The nipa is a palm-tree of Borneo which grows in the swamps above the mangrove, where the water begins to be brackish. It revels where the swamps are more fresh than salt, its leaves growing boldly and imposingly to a height of twenty feet and upward. House-thatching is principally made of these leaves stitched together, which form roofs well adapted to turn away the heat. The kadjan mats, which travelers find very useful, and will fold up into very small compass, are also made from them.

The pest of locusts has been fought vigorously and successfully in Cyprus by gathering the eggs and catching the developed insects in systems of screens. The number of eggs collected increased from 37½ tons in 1879 to 236 tons in 1880, and 1,330 tons in 1881. More than 6,000 screens were employed in 1882, and 195,000,000,000 insects were destroyed. The system was steadily made more effective, and in 1886 there were available for use more than 11,000 screens and 13,000 traps, the screens representing an aggregate length of about 315 miles, or nearly the whole coast-line of the island.

It sounds odd to read in a paper by Robert Wallace, on Indian agriculture, that the Manchester Chamber of Commerce is cooperating in an attempt to "reduce the amount of refraction" or impurities to be recognized as a "trade custom" in the sale of wheat from six or seven to two per cent. Regarding the present custom, it has been estimated, according to Mr. Wallace, that the direct loss to the community is equivalent to the sum of fifty thousand pounds a year, "spent upon the absolutely unremunerative work of shipping or carrying sand or clay which had been added to the cleaner samples of wheat with the deliberate object of netting an unjust gain."



OBITUARY NOTES.

Maria Mitchell, a distinguished astronomer and professor in Vassar College, died in Lynn, Mass., June 28th, of disease of the brain, from which she had been suffering for about eighteen months. She was born in Nantucket, in 1818, the daughter of an amateur astronomer, and studied under her father and Charles Pierce. At eleven years of age she recorded the time of the beginning and ending of an eclipse of the moon. In 1847 she discovered the first of her eight comets. She was the first woman to be elected to the American Academy of Arts and Sciences; was a member and fellow of the American Association for the Advancement of Science; an LL.D. of Hanover and Columbia Colleges; and was actively interested in measures to elevate woman's work. She resigned her professorship at Vassar College in January, 1888, but no action was taken on her resignation, so that she still remained the titular incumbent.
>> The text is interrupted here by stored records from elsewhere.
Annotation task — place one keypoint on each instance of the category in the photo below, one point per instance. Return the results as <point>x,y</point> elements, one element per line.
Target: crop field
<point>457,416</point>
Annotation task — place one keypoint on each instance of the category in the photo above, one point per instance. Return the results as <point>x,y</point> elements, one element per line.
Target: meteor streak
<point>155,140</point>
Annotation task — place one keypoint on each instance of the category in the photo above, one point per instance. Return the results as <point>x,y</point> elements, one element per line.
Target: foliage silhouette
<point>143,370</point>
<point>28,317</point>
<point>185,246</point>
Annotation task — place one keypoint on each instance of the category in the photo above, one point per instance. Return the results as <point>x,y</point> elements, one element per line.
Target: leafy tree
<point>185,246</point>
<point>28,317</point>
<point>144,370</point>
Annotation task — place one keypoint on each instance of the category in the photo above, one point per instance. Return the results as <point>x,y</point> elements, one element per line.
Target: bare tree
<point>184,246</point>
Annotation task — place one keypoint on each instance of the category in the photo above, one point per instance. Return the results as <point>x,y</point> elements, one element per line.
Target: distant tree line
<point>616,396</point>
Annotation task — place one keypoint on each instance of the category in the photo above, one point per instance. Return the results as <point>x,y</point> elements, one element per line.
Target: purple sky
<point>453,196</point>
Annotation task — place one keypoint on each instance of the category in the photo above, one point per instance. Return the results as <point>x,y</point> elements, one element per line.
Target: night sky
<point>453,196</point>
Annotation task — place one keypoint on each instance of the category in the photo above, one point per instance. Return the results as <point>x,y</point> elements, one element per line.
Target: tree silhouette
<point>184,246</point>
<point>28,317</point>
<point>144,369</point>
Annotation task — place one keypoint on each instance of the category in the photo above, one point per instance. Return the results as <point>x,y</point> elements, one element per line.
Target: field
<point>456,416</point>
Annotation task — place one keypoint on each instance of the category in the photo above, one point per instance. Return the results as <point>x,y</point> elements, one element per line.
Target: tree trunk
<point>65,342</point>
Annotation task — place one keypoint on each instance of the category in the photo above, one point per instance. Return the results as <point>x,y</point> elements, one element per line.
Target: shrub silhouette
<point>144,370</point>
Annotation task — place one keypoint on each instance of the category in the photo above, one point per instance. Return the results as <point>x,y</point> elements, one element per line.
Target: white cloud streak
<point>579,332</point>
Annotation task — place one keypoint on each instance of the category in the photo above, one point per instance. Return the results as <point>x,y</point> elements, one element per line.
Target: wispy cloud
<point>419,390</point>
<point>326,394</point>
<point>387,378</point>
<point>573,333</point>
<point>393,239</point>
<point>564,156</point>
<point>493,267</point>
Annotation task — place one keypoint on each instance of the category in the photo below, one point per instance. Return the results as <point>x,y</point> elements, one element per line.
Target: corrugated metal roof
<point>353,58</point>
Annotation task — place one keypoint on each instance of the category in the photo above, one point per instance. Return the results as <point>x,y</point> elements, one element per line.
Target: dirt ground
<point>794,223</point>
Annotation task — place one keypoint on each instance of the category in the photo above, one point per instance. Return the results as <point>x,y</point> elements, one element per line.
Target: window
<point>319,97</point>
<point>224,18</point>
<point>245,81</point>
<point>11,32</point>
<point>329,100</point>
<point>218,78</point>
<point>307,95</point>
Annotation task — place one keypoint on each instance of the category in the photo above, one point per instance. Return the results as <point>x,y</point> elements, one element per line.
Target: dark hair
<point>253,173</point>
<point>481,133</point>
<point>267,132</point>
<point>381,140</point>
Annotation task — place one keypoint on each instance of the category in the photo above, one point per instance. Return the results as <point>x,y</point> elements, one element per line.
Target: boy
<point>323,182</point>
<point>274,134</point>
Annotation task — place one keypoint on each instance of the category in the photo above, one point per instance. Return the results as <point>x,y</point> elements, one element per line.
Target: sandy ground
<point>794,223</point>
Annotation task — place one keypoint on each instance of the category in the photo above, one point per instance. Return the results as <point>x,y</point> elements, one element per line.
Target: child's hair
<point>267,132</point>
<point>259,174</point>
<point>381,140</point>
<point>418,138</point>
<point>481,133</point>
Reichenbach, the eminent botanist, has recently died in Hamburg, aged sixty-seven years. He was best known from his investigations of orchids and hybrids.
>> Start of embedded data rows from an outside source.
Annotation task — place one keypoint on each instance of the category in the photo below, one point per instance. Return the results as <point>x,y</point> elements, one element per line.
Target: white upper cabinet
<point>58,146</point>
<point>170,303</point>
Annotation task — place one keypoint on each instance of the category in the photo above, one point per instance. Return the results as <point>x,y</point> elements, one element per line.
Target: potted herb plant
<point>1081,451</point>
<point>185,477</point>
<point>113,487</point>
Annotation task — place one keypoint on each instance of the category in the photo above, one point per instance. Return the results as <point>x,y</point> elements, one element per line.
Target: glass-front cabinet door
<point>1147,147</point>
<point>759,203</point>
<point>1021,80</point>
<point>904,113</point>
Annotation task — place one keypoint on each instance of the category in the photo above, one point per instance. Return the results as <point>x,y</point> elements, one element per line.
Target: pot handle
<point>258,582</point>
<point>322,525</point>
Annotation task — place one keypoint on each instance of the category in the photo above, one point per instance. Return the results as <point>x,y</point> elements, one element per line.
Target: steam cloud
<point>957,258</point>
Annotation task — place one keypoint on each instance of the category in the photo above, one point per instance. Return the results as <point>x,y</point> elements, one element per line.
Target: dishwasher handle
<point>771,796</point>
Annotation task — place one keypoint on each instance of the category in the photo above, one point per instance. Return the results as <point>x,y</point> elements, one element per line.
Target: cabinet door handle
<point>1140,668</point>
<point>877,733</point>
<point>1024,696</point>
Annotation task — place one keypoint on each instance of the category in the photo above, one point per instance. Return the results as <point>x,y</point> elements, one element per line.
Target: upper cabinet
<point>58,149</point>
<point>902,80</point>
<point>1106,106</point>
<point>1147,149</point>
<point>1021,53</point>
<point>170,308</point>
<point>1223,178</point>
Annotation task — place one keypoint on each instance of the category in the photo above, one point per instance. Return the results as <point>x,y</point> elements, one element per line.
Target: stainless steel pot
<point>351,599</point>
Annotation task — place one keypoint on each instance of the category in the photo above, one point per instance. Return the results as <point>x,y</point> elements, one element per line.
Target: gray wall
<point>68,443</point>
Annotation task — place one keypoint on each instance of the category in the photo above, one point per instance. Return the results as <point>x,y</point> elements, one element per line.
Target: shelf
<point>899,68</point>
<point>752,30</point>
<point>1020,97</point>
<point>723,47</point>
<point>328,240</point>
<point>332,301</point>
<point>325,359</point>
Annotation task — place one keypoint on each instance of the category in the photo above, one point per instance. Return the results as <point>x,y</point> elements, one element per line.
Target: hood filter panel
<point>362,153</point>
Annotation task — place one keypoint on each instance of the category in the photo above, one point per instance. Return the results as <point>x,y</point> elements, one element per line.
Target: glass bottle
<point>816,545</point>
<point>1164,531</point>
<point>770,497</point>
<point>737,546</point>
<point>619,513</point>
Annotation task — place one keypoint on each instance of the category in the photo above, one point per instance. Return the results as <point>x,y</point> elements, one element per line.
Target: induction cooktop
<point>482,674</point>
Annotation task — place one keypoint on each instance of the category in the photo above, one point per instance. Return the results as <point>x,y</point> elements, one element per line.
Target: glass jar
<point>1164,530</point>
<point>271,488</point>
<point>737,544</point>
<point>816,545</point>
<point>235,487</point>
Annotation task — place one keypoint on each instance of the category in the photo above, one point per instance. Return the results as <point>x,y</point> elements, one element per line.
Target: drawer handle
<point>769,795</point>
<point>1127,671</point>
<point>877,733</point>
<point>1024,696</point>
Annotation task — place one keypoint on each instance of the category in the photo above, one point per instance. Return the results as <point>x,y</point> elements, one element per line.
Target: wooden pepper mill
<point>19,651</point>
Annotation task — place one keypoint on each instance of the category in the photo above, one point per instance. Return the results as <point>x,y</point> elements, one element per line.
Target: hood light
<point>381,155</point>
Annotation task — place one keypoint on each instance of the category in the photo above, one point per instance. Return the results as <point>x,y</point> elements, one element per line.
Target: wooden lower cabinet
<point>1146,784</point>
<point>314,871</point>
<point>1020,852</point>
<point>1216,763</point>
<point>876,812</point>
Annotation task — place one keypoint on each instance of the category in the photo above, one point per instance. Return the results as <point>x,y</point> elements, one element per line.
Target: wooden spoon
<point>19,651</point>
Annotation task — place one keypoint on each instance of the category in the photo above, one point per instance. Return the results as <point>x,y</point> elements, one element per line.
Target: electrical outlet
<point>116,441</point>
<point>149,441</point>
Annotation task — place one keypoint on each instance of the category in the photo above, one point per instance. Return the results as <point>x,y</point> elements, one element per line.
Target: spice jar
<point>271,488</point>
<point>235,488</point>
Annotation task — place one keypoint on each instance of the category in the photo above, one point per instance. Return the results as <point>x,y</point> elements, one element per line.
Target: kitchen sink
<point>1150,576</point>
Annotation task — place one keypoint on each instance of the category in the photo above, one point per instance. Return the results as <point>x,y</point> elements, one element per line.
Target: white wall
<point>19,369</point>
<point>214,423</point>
Dr. George Owen Rees, F.R.S., died in Mayfield, England, May 27th.

Dr. Paul Du Bois-Reymond, a brother of Dr. Emil Du Bois-Reymond, died in Freiburg, Baden, April 7th, in his fifty-ninth year. He was Professor of Mathematics at the Technical High School of Berlin; was formerly at the Universities of Freiburg and Tübingen; and was the author of two well-known mathematical works.